Our findings are consistent with the analysis showing that extracellular soluble Aβ42 peptide, at low nM concentrations, is taken up by cortical neurons and neuroblastoma (SH-SY5Y) cells, and concentrated in the endo-lysosomal system wherein effective peptide concentrations reach ~2.5 μM (1). Hence, a slow vesicular peptide accumulation and/or degradation imbalance (1, 11, 12) could lead to several order of magnitude increases in the effective concentration of Aβ42 over the span of years to decades in AD pathogenesis. We note that our experimental settings, using low μM concentrations of extracellular Aβ42 over 24h treatment, were designed to accelerate this 'peptide concentration’ process in vitro. As discussed in our report, a high μM Aβ peptide concentration in the endo-lysosomal system not only leads to aggregation but also facilitates γ-secretase inhibition. Of note, we are currently developing protocols and will undertake follow up studies to quantitatively define the Aβ concentration in synaptosomes and endosomes in AD brain, as well as in in vitro systems (i.e. cells treated with Aβ preparations obtained from AD brains).

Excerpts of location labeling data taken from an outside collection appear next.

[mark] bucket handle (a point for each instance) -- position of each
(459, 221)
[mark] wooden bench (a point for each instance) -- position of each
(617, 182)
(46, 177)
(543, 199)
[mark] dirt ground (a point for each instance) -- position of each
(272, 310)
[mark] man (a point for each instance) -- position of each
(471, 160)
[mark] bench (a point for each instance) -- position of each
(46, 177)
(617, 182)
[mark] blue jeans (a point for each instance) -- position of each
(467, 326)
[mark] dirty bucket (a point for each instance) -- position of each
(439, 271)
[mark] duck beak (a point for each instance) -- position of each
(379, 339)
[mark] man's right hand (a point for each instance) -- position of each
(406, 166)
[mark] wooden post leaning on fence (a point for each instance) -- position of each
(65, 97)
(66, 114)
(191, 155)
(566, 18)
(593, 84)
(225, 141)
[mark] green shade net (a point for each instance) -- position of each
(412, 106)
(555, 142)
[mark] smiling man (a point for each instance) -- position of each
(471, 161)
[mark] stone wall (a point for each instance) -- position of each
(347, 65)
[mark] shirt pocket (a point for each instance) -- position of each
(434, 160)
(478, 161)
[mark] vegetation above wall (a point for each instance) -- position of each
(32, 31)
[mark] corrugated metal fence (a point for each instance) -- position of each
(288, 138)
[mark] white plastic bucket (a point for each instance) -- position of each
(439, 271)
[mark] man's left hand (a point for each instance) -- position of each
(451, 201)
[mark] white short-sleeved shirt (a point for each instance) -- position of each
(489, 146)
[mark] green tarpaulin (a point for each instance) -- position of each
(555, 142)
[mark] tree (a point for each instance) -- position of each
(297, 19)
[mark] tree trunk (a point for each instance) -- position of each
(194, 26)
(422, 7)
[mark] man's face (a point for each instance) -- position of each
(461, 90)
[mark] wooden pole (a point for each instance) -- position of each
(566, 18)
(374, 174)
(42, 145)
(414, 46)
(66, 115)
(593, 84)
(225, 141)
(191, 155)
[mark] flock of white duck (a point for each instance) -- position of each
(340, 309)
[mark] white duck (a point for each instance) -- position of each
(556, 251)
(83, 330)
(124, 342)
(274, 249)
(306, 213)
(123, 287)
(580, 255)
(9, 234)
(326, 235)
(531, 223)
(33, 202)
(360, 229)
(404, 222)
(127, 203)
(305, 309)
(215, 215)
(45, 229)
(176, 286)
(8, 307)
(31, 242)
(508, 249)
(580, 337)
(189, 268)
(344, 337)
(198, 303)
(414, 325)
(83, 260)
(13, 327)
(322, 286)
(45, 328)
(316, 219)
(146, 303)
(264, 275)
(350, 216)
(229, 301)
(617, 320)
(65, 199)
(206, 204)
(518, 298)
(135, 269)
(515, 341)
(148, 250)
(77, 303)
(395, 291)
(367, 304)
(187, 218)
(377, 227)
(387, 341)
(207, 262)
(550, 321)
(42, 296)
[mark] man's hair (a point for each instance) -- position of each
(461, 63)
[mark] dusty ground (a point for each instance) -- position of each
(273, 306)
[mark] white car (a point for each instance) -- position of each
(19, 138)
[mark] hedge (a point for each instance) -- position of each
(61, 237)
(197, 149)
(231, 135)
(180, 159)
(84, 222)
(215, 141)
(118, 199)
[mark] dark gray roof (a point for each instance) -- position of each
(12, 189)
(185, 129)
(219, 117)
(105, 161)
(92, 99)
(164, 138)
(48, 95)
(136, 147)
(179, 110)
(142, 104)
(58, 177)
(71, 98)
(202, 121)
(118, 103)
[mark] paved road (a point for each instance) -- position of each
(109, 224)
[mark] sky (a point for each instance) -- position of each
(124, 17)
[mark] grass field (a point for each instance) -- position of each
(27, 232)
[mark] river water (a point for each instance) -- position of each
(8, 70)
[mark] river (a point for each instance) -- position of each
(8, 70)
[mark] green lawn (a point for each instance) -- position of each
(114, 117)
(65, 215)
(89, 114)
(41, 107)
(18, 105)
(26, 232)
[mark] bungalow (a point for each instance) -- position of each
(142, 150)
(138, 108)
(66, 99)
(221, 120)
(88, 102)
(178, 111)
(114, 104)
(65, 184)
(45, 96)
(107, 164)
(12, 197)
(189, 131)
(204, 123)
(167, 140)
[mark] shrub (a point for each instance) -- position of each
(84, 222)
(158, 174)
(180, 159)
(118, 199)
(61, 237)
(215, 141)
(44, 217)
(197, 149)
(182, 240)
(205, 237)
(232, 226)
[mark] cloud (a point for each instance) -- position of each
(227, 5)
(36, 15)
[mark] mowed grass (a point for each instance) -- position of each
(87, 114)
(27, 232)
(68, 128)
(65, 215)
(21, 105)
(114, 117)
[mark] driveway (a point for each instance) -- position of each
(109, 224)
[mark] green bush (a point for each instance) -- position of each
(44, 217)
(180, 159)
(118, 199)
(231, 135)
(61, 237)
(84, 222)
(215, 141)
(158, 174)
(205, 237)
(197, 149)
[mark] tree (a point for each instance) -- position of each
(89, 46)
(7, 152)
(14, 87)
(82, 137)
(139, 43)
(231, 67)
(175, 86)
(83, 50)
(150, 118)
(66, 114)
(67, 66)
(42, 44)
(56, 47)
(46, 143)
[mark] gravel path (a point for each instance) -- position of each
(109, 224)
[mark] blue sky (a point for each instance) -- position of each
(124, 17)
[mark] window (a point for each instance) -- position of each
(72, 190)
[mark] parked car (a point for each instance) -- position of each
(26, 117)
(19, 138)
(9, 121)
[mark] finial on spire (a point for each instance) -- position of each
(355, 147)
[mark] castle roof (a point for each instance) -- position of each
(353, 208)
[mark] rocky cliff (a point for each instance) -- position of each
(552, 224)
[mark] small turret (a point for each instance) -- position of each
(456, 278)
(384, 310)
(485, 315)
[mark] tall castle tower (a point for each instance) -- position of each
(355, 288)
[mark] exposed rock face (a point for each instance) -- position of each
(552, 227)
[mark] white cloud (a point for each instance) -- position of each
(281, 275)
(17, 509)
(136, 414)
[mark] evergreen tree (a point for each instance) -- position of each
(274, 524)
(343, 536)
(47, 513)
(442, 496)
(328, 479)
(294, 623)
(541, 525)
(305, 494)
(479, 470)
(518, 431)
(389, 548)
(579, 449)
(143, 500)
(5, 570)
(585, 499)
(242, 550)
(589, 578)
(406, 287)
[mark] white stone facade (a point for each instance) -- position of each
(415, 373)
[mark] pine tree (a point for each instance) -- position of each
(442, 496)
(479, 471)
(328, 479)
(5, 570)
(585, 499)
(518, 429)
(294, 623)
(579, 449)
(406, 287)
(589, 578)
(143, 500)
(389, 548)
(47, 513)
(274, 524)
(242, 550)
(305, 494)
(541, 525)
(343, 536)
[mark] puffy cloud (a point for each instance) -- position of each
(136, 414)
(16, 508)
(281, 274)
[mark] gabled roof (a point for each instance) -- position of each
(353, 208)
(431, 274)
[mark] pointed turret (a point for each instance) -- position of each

Finally, we would like to highlight that analyses of the brains of the AD affected individuals have shown that APP-CTFs accumulate in both sporadic and genetic forms of the disease (13-15); and recently, Ferrer-Raventós et al have revealed a correlation between APP-CTFs and Aβ levels at the synapse (13).
To conclude, we would like to highlight that as clarified above, the Aβ peptide concentrations and the conditions tested fit well within pathophysiology, and that the data presented in our report collectively provide evidence in support of an Aβ42-mediated inhibitory effect on γ-secretase.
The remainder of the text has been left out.